Несколько капель мерцающей в слабом лунном свете крови упали на костлявое тело. Эфа поморщилась — и на мгновение выпустила свой раздвоенный змеиный язычок.
Двух капель крови хватило для того, чтобы мясо наросло на Икоре, а поверх этого появились и мышцы — будто бы после года интенсивного похода в спортзал хлюпик наконец-то стал хоть немного, но спортсменом.
Правда, кожа слегка посинела и еле-заметно засветилась.
— Вот, таким ты мне нравишься намного больше! — улыбнулась Эфа, убирая укушенную руку и помогая Икору подняться.
— Эфа-Эфа, я же говорил, что ты неисправима.
— Я… — Икор наконец-то начал говорить словами, а не криками со вздохами. — Так резко очнулся.
— Не только ты, — Эфа кружилась вокруг него, как покупатель вокруг товара на распродаже.
— И что все это значит?
— Это значит, — Архимедон взглянул на брешь где-то в потолке гробницы, через которую капал лунный свет, — что кому-то пришла пора умирать.

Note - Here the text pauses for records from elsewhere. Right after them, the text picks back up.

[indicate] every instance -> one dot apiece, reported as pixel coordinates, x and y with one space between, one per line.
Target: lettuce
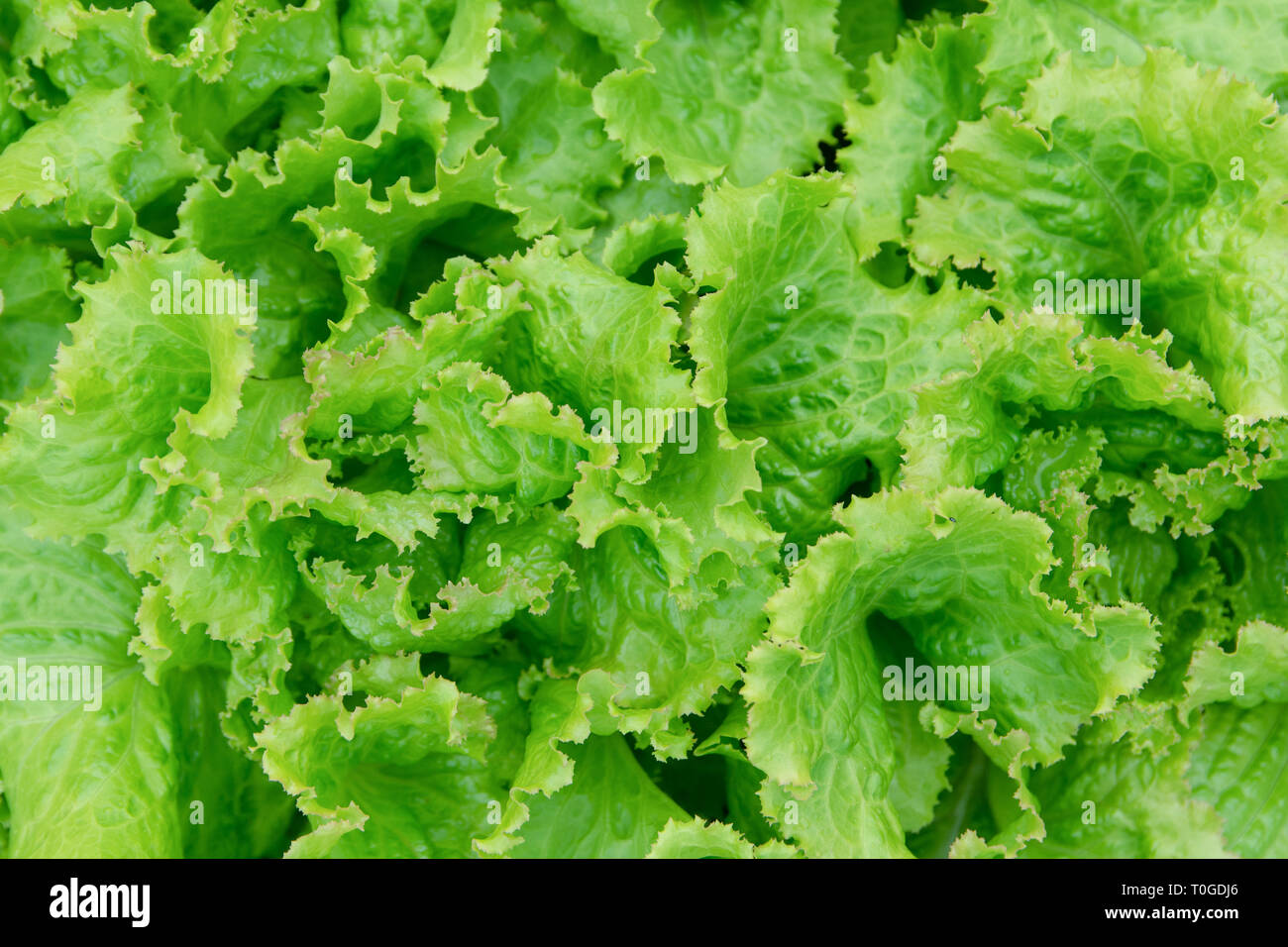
647 428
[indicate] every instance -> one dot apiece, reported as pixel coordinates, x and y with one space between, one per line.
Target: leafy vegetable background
364 583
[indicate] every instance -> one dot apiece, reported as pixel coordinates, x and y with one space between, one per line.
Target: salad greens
621 428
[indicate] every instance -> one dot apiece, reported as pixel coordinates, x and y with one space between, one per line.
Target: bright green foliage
643 429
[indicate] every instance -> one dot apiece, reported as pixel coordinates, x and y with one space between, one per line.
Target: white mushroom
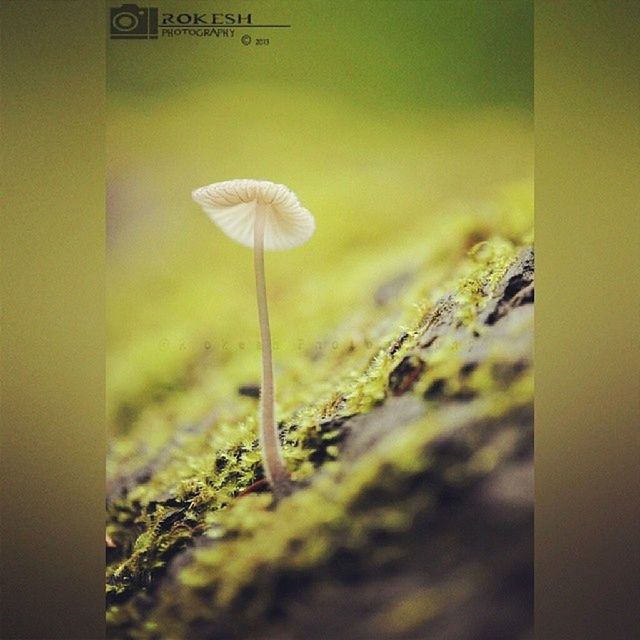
265 216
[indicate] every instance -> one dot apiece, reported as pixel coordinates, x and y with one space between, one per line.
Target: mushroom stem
274 466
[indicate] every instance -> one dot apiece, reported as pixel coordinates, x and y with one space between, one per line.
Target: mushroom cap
233 206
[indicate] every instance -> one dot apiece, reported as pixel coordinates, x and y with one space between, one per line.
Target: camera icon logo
131 22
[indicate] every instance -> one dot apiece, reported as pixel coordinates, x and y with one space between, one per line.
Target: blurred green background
386 118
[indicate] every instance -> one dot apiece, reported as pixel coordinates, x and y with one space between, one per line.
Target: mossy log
413 516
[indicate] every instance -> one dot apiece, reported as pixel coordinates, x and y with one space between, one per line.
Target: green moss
198 464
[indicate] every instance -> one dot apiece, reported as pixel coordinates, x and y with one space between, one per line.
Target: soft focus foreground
402 332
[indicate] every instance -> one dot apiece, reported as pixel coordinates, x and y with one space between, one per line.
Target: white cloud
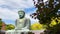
17 4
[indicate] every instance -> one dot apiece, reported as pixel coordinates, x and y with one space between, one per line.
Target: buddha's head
21 14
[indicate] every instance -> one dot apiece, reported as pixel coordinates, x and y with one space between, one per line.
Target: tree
37 26
46 11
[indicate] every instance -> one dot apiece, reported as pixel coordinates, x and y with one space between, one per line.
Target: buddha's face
21 14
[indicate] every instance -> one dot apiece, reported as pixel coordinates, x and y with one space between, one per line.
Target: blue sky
9 10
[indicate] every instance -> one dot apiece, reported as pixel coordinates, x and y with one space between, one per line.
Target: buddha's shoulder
27 18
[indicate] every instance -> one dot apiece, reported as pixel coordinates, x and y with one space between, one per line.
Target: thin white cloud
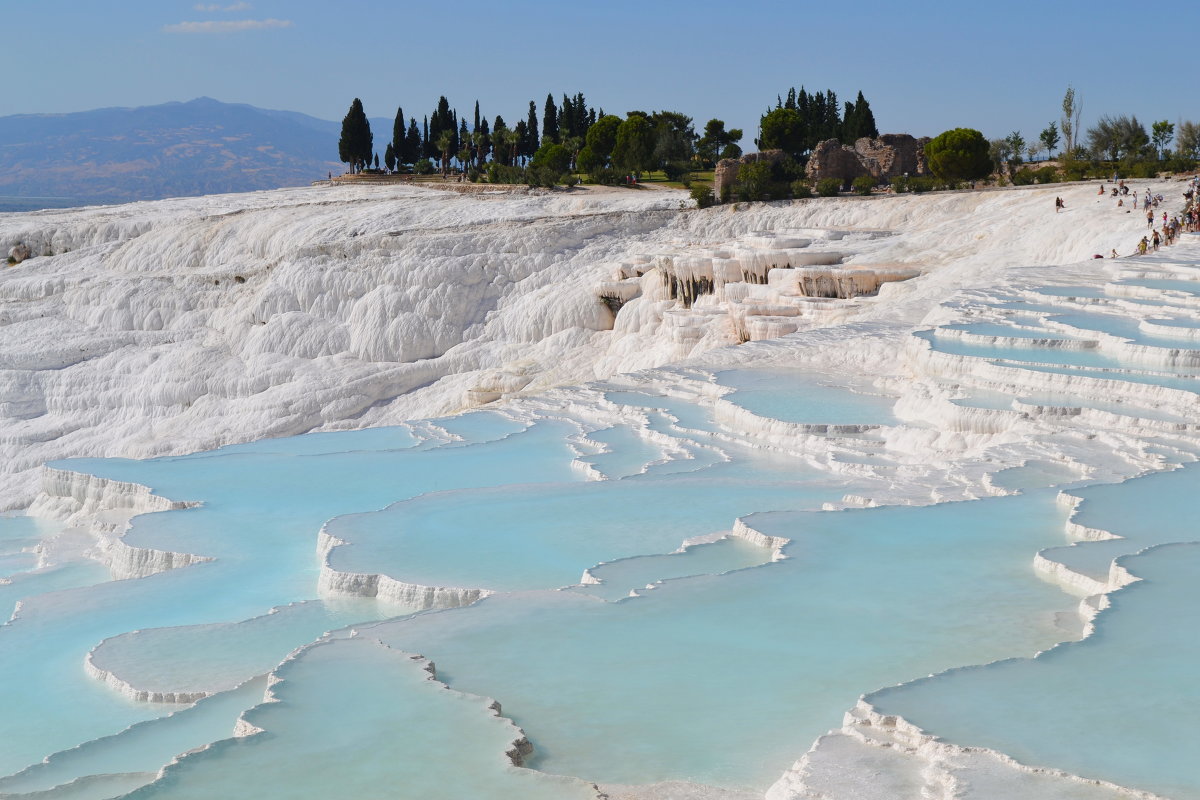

Моисей водил свой народ по пустыне сорок лет, но все евреи были ему только благодарны, ведь в конце концов пришли к цели. Рахат же ровно наоборот — имея под рукой карту и смартфон водил Психовского по пустыне всего час, но за этот час так ничего и не произошло. И бурлящее варево ненависти внутри Грециона уже готово было смыть арабского Сусанина с лица земли — весь гнев униженных и оскорбленных по сравнению с гневом Профессора был лишь каплей в море.
Рахат, чувствуя негатив своего попутчика где-то на уровне какой-то там чакры, старался смотреть только на звезды — они, по крайней мере, источали нежность. Грецион же глядел под ноги, на бесконечный песок, из которого изредка выныривали скарабеи, обгоняли двух горе-путешественников и исчезали в пучине ночи.
Наконец, профессор Психовский не выдержал.
— Ну и долго мы еще будем ходить? — Грецион пытался быть спокойным, но у него это получалось так же хорошо, как у акулы быть вегетарианкой. — Нас обогнала уже куча жуков… Может, они тоже ориентируются по звездам?
— Ничего не понимаю, мы должны быть уже совсем рядом… — гид хотел промолчать, но что-то заставило его произнести эти слова.
— Мы были рядом еще час назад, — вздохнул Психовский. — У меня такое ощущение, что это рядом каждый раз меняется… Или, что кое-кто просто не знает, какое конкретно рядом мы ищем. В пустыне все рядом на одно лицо.
— А я предупреждал вас, что не водил сюда туристов! — Рахат приготовил оборонительные системы.
— Но вы уверили меня, что знаете, где находится эта ваша гробница. По-моему, бабушка Сирануш, которая говорила про всяких там жуков, знает наше мистическое рядом намного лучше.
— Но у Сирануш нет навыков турагента! К тому же, такие прогулки не для ее возраста… — ворота Рахатовой крепости начали заслоняться дубовыми балками. Но штурм со стороны Грециона, к которому турагент уже приготовился, внезапно прекратился. Профессор остановился, задумчиво взглянув себе под ноги.
Рахат воспользовался моментом, снял феску, достал из кармана пиджака платочек, протер слегка мокрые волосы и усы, которые по непонятной причине вспотели сильнее, чем спортсмен после кросса.
— Все в порядке? — эти слова выполняли роль палки, которой проверяют, живо лежащее на земле бездыханное тело или нет. — Хорошо себя чувствуете?
Психовский вскинул руку, призывая к тишине. Рот Рахата автоматически закрылся на несколько замков.